On Thursday, de Blasio announced that large events requiring a permit from city officials would be canceled through the end of September, putting the kibosh on events like Brooklyn’s West Indian American Day Carnival, Manhattan’s Dominican Day Parade and Little Italy’s San Gennaro festival.
However, de Blasio appeared to give the go-ahead to the protests that have swept the city following the May 25 death of George Floyd in Minneapolis police custody.
“This is a historic moment of change,” de Blasio told CNN host Wolf Blitzer Thursay. “We have to respect that but also say to people the kinds of gatherings we’re used to, the parades, the fairs — we just can’t have that while we’re focusing on health right now,”
Hilton also called out the mayor for a Thursday “PR stunt” in which he helped paint “Black Lives Matter” in big lettering on Fifth Avenue outside Trump Tower.
“We’ve seen a lot of examples over the past few weeks and months of what’s being described as ‘performative wokeness’ and stunts and symbols and superficial things that actually don’t change anything in the real world,” Hilton said. “This, however, is a particularly sickening example of that.
“While he’s painting Black Lives Matter on that particular street in New York, you literally have Black people dying on the mayors’ streets in New York because of his failures over policing,” he asserted.
Last week, the Bigg Apple’s lawmakers voted on budget changes that shifted $1 billion from the NYPD to programs that assist in youth and community development.

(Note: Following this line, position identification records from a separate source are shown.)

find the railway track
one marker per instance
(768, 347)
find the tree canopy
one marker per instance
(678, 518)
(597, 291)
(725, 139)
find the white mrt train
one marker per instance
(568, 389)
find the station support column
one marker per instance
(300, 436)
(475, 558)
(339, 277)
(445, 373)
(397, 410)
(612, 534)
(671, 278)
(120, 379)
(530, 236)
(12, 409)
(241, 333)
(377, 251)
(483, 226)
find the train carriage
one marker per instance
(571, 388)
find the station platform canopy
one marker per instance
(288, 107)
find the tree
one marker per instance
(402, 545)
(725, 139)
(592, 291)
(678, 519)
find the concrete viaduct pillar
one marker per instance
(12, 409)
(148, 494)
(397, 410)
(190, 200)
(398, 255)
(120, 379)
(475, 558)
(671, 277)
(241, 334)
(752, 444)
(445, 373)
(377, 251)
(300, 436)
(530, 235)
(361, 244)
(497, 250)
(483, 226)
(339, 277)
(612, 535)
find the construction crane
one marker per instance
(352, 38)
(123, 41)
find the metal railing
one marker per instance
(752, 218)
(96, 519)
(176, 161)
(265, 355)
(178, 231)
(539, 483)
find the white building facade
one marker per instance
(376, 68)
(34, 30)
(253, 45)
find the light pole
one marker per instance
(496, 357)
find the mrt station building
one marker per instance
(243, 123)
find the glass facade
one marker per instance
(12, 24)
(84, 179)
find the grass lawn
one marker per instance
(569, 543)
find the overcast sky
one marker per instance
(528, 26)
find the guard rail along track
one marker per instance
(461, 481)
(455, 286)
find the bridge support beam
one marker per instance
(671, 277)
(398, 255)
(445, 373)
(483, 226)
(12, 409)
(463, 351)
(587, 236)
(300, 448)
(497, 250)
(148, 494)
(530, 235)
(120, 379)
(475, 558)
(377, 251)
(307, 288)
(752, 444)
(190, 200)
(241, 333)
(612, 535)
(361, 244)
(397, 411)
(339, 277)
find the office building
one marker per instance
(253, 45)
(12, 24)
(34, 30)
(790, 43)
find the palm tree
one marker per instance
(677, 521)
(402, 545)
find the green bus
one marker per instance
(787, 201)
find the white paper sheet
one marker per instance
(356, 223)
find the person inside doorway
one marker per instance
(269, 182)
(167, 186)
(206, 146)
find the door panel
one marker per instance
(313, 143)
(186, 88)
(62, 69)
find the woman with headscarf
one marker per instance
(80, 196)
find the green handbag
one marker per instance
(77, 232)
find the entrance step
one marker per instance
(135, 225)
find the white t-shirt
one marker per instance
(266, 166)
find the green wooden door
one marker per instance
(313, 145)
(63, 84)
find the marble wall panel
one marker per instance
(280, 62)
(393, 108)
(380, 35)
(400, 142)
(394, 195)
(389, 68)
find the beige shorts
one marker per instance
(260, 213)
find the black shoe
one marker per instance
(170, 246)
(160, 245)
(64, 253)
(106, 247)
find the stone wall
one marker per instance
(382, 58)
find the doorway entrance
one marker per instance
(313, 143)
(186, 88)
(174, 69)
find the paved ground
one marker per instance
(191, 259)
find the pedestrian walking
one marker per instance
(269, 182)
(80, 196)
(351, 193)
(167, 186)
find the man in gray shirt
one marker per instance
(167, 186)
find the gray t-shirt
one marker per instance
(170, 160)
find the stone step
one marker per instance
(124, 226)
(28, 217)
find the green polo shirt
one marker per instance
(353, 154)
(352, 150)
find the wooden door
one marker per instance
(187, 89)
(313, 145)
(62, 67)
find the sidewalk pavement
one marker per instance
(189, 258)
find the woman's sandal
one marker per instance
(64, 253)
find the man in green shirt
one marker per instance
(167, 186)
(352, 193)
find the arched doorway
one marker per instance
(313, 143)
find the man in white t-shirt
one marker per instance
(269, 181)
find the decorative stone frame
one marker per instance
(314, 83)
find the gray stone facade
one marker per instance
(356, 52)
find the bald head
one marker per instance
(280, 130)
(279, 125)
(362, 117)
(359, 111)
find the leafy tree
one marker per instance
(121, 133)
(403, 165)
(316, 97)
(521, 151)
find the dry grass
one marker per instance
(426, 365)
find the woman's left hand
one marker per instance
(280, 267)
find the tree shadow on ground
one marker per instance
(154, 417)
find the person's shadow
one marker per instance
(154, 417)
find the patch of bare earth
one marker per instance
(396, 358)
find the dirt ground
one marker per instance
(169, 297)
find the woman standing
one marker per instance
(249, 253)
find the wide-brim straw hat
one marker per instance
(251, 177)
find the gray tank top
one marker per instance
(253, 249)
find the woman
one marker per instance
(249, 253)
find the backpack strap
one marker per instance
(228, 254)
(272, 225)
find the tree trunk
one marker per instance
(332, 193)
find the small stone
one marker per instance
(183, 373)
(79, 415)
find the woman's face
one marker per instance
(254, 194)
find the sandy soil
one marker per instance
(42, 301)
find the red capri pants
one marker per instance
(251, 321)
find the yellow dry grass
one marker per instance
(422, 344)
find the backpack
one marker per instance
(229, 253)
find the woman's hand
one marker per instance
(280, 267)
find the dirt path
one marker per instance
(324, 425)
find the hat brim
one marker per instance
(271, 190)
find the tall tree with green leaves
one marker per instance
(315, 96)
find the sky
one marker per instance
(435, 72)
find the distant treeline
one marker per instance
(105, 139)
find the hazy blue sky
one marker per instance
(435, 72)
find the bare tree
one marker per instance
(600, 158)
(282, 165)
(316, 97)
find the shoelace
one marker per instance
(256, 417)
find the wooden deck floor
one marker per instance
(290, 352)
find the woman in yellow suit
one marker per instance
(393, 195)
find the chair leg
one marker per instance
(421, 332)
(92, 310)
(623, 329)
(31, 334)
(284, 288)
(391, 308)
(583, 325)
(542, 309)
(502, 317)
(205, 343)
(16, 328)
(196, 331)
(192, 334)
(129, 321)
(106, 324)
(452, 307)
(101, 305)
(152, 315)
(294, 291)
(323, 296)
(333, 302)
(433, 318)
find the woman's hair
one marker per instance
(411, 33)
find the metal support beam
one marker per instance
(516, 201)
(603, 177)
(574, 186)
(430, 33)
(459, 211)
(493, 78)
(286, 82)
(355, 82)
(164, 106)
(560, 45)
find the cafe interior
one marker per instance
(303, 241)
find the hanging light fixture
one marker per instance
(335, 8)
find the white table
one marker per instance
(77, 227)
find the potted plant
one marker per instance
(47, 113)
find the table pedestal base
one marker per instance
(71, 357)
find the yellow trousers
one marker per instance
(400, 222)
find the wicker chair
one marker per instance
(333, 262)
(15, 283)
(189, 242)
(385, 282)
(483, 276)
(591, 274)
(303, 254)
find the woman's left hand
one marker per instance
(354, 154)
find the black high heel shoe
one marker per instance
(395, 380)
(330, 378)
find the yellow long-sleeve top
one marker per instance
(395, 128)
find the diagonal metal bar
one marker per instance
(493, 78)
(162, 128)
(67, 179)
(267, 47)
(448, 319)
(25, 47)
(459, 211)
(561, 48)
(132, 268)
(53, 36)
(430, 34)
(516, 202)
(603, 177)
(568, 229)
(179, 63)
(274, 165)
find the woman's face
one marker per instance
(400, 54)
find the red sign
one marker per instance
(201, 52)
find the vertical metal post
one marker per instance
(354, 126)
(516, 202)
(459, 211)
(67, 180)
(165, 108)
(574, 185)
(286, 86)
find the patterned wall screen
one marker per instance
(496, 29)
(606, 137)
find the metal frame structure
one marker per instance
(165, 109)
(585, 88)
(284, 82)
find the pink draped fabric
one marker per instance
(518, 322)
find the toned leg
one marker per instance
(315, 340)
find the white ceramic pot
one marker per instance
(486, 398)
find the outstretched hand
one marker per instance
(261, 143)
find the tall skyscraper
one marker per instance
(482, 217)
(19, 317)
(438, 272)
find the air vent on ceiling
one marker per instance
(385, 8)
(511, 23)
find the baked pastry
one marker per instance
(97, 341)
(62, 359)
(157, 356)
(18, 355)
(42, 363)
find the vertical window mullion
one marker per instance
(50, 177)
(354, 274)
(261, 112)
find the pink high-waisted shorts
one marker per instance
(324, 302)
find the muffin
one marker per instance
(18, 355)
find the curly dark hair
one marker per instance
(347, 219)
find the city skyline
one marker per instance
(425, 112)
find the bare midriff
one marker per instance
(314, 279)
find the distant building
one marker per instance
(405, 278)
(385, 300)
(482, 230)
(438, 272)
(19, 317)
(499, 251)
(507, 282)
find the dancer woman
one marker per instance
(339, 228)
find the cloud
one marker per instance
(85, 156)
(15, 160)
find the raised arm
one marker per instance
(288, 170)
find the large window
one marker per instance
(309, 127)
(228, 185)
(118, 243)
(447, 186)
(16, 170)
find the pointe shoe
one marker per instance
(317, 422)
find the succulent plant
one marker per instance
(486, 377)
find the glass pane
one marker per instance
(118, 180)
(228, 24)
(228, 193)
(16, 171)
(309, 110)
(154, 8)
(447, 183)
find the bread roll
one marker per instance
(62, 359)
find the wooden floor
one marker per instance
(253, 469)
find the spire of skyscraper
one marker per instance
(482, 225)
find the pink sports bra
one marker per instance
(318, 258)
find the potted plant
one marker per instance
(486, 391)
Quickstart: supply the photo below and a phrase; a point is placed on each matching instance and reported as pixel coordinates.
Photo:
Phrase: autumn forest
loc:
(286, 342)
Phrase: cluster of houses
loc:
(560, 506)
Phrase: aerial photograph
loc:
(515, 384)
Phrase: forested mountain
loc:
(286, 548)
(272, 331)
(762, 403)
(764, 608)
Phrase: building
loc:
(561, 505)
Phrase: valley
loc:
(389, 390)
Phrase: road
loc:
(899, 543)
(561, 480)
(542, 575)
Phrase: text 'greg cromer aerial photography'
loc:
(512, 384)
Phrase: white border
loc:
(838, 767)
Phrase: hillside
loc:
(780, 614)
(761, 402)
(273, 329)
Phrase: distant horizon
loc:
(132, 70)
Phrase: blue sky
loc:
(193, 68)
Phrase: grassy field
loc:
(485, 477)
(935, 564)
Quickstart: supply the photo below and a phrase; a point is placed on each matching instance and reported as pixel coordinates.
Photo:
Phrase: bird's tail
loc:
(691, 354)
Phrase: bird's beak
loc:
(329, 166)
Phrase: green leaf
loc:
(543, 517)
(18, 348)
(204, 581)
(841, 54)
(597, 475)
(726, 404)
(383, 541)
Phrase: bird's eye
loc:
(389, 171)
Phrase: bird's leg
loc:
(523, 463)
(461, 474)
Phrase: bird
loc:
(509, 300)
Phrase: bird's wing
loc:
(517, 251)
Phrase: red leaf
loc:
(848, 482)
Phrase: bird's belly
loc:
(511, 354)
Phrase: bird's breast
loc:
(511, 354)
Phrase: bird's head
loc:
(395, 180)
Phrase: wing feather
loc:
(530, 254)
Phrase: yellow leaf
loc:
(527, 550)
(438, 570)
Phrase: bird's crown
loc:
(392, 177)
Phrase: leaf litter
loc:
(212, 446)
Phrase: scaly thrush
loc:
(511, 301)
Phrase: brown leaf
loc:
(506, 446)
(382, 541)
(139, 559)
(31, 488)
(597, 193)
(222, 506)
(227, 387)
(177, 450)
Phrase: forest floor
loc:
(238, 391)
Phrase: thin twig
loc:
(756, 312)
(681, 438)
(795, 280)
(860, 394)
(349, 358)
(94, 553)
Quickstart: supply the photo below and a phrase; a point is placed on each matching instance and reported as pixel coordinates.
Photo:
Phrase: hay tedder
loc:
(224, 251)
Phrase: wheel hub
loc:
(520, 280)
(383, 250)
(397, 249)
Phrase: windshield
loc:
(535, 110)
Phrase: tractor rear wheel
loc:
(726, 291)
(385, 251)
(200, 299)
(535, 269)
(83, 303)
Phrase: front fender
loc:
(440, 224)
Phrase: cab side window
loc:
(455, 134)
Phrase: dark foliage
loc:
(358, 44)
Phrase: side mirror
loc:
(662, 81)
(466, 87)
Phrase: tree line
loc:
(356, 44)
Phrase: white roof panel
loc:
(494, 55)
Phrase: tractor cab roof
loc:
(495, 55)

That was followed by a bloody Fourth of July weekend which saw 64 New Yorkers shot, 11 fatally – including a young father who was shot while holding hands with his 6-year-old daughter in the Bronx.
In all, the city recorded 205 shootings in the month of June, a 130 percent increase over the 89 shootings that took place in the same month last year.
“I’m all for police reform. I’ve made that argument over and over again: sensible police reform, that’s needed,” said Hilton. “What we don’t need is police retreat, because that means more people will be killed, including Black people.”
“And, that’s what’s happening on his watch,” he concluded. “It’s totally shameful.”